A pattern, design, practice, process, formulation, instrument, compilation of information, and commercial methods are examples of trade secrets. Business can acquire an economic advantage over customers or competitors for knowledge that is not reasonably ascertainable by others. Confidential information is another term for these trade secrets in some court jurisdictions.
Jurisdictions vary when using legal precise language for the definition of a trade secret. Depending upon what type of particular information is actually used, trade secret protections may or may not be covered in certain jurisdictions. There are three factors that can share a common denominator when actually defining a trade secret and they are: 1) Information that is not usually known to the general public; 2) The secrecy on the subject of reasonable efforts is kept by the holder; and 3) The holder can achieve economic benefits due to the knowledge not being made public.
Under Article 39 of the Agreement on Trade-Related Aspects of Intellectual Property Rights, the three factors above are in fact the definition of a trade secret. This agreement is also legally referred to the TRIPS agreement. A trade secret in defined under 18 U.S.C. 1839(3)(a)(b) (1996) in the United States. It can also be referred to as the Economic Espionage Act of 1996 and this act contains three parts: 1) Measures are to be taken for reasonable protect the information; 2) The information that may have been obtained; and 3) A derivative that was not publicly known about independent economic value.

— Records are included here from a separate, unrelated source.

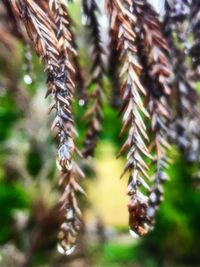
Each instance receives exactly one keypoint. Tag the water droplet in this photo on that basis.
(133, 234)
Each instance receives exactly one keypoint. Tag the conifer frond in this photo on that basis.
(95, 98)
(157, 71)
(123, 22)
(55, 50)
(70, 172)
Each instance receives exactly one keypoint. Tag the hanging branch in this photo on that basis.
(94, 113)
(70, 172)
(54, 50)
(157, 71)
(123, 21)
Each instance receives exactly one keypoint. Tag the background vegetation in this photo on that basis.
(29, 193)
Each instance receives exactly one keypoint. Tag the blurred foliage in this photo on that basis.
(28, 174)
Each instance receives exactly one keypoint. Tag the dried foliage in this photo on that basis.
(123, 21)
(156, 74)
(150, 55)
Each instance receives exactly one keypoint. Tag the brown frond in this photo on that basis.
(156, 74)
(55, 51)
(95, 98)
(70, 172)
(123, 21)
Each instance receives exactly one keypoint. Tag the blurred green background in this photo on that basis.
(29, 192)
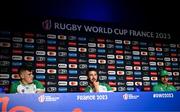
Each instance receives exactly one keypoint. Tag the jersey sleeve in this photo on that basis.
(38, 84)
(13, 88)
(87, 89)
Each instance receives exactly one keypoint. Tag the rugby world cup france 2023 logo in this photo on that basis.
(47, 24)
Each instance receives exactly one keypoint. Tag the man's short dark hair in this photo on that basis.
(90, 69)
(24, 67)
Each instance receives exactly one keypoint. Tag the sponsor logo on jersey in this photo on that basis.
(51, 53)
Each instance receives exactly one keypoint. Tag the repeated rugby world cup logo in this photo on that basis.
(46, 25)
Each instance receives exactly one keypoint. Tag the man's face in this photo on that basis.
(27, 77)
(92, 76)
(164, 79)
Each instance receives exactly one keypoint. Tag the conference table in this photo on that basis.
(92, 102)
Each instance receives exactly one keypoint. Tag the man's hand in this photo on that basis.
(96, 86)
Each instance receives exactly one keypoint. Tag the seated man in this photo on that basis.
(26, 84)
(163, 85)
(94, 84)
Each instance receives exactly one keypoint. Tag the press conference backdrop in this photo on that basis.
(91, 102)
(62, 50)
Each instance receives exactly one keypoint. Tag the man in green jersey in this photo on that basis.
(26, 84)
(94, 84)
(163, 85)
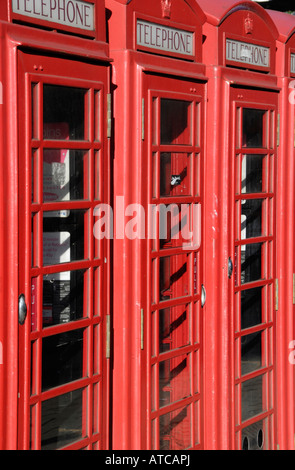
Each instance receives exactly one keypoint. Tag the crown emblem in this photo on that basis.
(249, 24)
(166, 8)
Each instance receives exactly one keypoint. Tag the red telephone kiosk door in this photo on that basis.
(63, 304)
(174, 145)
(253, 160)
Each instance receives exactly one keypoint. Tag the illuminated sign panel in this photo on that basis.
(73, 13)
(164, 38)
(247, 54)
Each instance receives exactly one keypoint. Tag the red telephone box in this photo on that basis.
(55, 170)
(241, 148)
(286, 75)
(159, 107)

To a company’s intellectual property, trade secrets can be very important. The company’s market capitalization can be important because they measure the contributions for a company’s value. The contributions are hard to measure if they try to actually be invisible. Patents are a contribution that is visible, but overdue, and unbefitting for the internal innovations. Having a scoreboard that could provide an internal insight can be priceless, especially when it comes to employees leaving to start competing business ventures and the dangers of the company’s employees that may be leaving. A good trade secret lawyer may be able to explain these business risks in much greater detail and inform you of what options that you have at your disposal.
Trade secrets are never disclosed to the public at large. Legal security and technological measures should always been available to the owners of trade secrets. Non-compete clauses, (NDA’s) or non-disclosure agreements, and work-for-hire options are just some of the legal protections that are available to the owners of trade secrets. An employee may agree to protect these trade secrets in exchange for becoming employed. The employees may be obligated to sign these types of agreements so they will not be tempted to reveal the proprietary information from their employers.
Trade secrets are often protected by a few trusted individual employees. This restricts the use of any key information. A couple of examples of some trade secret products that are famous are Coca-Cola and Budweiser Beer. Trade secrets can be protected for an indefinite amount of time. These trade secrets can provide an improvement over patent protections and other intellectual property rights that are registered.